Catholic schools introduce "people and society" as a new course to the expense of Dutch

Catholic schools in Flanders are to introduce a new course in secondary school as from September 2019, De Morgen reports. "People and society" should be an answer to our changing world. For this purpose, one hour of Dutch will be scrapped, which triggers anger with the Flemish nationalist N-VA. The socialist opposition also voiced criticism.

The new course should be an answer to new challenges in a changing society, the umbrella organisation of Catholic schools argues, and to meet the new standards concerning basic overall skills pupils should master when graduating from secondary school, the so-called eindtermen

The new course will involve citizenship (how does a real democracy work?), handling the (new) media (how to spot fake news, how to find reliable news sources, how to interpret a news report etc.), and financial en economic knowledge. "Today, these things are spread over different courses", says Lieven Boeve, the head of the Catholic education department. "We will bring this together in one course."  

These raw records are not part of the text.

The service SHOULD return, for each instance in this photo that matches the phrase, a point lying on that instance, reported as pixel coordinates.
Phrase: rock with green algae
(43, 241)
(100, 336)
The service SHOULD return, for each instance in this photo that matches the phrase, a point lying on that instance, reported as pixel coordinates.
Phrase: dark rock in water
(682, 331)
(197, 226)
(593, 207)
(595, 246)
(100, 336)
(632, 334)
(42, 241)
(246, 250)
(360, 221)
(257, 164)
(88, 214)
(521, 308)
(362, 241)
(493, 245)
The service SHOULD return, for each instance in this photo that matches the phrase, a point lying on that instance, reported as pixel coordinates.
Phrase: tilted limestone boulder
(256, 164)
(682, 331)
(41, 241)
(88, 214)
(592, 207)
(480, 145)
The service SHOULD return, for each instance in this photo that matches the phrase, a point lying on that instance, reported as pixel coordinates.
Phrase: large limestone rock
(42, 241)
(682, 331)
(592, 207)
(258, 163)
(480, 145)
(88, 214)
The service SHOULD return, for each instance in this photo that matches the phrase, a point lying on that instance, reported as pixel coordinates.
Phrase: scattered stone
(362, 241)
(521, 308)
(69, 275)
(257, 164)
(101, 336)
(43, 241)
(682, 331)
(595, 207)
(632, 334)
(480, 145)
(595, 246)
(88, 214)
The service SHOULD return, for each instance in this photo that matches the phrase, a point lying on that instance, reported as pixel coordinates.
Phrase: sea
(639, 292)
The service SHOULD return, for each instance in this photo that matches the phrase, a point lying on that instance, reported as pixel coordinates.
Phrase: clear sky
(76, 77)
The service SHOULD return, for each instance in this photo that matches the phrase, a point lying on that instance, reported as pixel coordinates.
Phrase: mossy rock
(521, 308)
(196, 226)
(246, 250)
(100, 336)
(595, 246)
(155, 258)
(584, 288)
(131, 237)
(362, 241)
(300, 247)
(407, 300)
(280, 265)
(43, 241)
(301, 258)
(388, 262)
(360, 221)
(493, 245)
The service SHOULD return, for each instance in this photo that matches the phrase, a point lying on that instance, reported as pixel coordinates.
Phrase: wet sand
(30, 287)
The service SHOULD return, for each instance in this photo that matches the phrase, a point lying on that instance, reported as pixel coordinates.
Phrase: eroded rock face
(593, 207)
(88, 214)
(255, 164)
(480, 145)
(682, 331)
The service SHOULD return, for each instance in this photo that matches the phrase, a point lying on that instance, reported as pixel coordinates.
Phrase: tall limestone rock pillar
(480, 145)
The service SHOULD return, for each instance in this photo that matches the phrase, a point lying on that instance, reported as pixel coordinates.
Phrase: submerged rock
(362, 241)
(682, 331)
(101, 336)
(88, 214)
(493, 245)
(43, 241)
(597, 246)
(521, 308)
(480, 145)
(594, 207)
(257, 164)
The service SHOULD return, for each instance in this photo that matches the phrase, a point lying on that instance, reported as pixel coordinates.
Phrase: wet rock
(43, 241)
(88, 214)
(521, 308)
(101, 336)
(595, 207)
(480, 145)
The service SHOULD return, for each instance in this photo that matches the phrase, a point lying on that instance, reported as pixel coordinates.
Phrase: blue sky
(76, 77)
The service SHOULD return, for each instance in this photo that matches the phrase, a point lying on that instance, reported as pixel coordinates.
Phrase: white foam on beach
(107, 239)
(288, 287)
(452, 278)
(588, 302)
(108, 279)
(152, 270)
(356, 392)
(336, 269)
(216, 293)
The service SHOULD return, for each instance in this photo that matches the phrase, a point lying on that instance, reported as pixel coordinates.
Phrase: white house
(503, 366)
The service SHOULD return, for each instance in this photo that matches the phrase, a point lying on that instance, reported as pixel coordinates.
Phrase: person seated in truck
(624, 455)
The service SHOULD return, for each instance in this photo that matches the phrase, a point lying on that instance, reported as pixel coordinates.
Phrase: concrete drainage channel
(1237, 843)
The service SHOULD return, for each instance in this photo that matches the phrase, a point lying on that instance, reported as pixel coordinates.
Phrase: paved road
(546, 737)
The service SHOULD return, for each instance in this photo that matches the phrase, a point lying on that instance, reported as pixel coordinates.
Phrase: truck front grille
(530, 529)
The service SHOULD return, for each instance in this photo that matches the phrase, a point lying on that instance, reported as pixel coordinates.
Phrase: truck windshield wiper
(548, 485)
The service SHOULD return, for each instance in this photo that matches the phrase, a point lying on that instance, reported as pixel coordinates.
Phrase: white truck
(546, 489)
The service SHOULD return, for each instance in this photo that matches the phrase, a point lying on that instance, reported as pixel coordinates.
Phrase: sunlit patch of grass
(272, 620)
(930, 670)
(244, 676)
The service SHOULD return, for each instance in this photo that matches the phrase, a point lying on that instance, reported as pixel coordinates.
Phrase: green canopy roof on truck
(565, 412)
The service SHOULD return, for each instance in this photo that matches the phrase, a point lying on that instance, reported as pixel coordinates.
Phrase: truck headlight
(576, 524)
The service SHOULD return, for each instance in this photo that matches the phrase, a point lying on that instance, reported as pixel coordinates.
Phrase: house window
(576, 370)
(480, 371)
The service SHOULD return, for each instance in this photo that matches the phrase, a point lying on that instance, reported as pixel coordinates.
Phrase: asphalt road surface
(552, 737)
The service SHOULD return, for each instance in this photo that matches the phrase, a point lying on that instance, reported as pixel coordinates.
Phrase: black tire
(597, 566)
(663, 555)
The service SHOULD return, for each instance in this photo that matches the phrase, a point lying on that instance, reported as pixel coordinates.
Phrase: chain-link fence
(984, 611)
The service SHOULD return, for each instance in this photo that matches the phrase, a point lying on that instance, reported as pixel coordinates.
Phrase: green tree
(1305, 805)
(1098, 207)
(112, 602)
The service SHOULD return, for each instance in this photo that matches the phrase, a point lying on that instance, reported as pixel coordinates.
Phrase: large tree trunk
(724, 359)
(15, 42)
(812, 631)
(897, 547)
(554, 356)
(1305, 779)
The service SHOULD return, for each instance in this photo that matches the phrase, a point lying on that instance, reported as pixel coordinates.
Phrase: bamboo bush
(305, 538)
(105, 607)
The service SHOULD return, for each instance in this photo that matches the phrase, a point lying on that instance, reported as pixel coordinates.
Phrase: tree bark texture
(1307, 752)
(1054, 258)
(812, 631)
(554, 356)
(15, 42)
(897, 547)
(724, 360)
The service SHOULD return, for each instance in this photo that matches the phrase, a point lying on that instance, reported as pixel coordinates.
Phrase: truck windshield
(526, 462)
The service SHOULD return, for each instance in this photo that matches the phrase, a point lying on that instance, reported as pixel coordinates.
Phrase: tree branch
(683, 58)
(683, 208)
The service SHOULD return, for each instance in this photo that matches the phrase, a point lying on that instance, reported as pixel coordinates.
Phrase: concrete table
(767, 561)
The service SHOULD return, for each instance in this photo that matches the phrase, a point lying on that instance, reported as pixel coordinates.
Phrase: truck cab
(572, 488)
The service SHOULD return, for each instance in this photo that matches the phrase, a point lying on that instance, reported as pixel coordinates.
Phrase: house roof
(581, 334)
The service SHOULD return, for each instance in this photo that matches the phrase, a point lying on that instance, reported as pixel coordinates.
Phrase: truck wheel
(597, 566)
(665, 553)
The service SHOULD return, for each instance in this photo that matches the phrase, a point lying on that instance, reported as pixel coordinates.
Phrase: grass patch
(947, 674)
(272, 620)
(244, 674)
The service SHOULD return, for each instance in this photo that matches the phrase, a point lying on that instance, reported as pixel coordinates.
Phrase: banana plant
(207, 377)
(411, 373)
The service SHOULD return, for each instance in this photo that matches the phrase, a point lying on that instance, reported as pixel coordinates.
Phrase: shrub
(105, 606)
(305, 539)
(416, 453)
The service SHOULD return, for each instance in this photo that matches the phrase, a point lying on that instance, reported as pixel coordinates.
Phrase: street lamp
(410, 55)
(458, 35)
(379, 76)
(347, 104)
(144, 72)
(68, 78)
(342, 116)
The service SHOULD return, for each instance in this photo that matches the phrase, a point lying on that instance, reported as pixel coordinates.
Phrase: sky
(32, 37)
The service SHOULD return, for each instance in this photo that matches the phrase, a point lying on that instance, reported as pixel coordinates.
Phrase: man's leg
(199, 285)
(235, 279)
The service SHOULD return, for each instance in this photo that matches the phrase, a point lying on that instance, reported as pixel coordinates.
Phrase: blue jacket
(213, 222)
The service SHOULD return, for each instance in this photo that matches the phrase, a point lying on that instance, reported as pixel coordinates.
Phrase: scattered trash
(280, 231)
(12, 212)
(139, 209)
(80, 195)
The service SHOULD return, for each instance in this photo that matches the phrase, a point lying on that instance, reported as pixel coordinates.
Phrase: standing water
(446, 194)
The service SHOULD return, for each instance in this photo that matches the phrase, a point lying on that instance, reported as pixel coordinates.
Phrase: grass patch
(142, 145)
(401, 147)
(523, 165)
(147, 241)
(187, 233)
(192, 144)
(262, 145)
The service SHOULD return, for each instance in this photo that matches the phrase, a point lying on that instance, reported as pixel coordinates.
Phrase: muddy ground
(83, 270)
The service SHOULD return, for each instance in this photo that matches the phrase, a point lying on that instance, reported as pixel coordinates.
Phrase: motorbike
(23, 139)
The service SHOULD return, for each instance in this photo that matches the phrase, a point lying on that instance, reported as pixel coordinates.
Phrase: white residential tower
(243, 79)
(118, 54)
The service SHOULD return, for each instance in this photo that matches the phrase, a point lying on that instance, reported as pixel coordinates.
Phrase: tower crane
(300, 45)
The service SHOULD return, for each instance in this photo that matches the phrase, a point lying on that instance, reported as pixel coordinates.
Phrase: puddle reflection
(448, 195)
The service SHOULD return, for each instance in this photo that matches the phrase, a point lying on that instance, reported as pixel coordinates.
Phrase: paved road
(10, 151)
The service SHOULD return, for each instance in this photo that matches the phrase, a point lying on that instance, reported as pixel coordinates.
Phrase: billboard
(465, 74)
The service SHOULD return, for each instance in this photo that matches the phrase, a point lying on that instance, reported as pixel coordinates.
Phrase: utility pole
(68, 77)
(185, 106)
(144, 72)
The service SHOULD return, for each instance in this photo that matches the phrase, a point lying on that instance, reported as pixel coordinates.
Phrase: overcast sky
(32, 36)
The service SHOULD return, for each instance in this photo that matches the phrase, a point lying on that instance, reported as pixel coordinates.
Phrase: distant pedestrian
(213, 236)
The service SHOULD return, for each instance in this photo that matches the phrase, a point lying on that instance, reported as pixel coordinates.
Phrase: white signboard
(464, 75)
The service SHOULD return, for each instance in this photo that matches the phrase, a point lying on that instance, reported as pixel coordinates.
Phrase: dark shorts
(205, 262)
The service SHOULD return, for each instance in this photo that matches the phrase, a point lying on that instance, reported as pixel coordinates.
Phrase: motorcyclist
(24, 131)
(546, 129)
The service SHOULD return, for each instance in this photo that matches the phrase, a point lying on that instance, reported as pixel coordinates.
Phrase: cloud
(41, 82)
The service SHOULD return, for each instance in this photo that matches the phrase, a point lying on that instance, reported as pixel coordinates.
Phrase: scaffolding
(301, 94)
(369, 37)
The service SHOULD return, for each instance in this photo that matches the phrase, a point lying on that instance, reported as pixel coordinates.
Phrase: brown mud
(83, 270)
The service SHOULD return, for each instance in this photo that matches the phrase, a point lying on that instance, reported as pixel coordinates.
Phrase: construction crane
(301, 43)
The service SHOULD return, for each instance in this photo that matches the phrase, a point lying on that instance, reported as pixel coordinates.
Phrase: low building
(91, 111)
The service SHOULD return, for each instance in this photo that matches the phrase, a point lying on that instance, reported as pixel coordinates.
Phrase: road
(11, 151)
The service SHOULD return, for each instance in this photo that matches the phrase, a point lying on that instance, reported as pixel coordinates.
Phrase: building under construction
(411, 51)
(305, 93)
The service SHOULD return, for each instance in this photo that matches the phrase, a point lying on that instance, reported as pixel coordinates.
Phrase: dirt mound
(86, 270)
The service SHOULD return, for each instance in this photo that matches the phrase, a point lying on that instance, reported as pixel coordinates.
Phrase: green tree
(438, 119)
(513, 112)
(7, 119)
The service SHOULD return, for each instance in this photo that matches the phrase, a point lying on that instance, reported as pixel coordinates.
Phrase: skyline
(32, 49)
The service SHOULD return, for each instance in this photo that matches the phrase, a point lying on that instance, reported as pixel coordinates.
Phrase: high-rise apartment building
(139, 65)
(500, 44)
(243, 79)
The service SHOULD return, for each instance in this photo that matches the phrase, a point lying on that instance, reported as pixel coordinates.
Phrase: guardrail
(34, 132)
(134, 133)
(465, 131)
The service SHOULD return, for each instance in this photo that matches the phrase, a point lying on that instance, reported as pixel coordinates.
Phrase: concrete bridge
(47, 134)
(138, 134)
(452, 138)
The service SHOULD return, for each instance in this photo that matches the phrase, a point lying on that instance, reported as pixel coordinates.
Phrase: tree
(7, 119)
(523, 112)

Sacrificing one hour of Dutch when pupils' Dutch skills are getting worse, is incomprehensible to us

There are 27 hours a week, including 5 hours of Dutch. One hour of Dutch will be sacrificed to make room for "people and society". The leading polical player in Flanders, the Flemish nationalists of N-VA - who are often at loggerheads with the Catholic schools - labels the latest decision as "incomprehensible". "We are receiving signals that the knowledge of Dutch is getting worse, especially where the readin is concerned. Scrapping one hour of Dutch is a very bad signal", says Koen Daniëls.

Lieven Boeve is surprised: "Every school has five "open hours" on top of the 27 others in the weekly roster, which they can fill in as they wish. If needed, they can opt for Dutch, French or mathematics. And reading is not just something you practice in the Dutch lessons: pupils als improve their reading skills in the geography and history courses."

The Flemish socialists (SP.A) say they'd rather see one hour of religion scrapped to make room for the new course.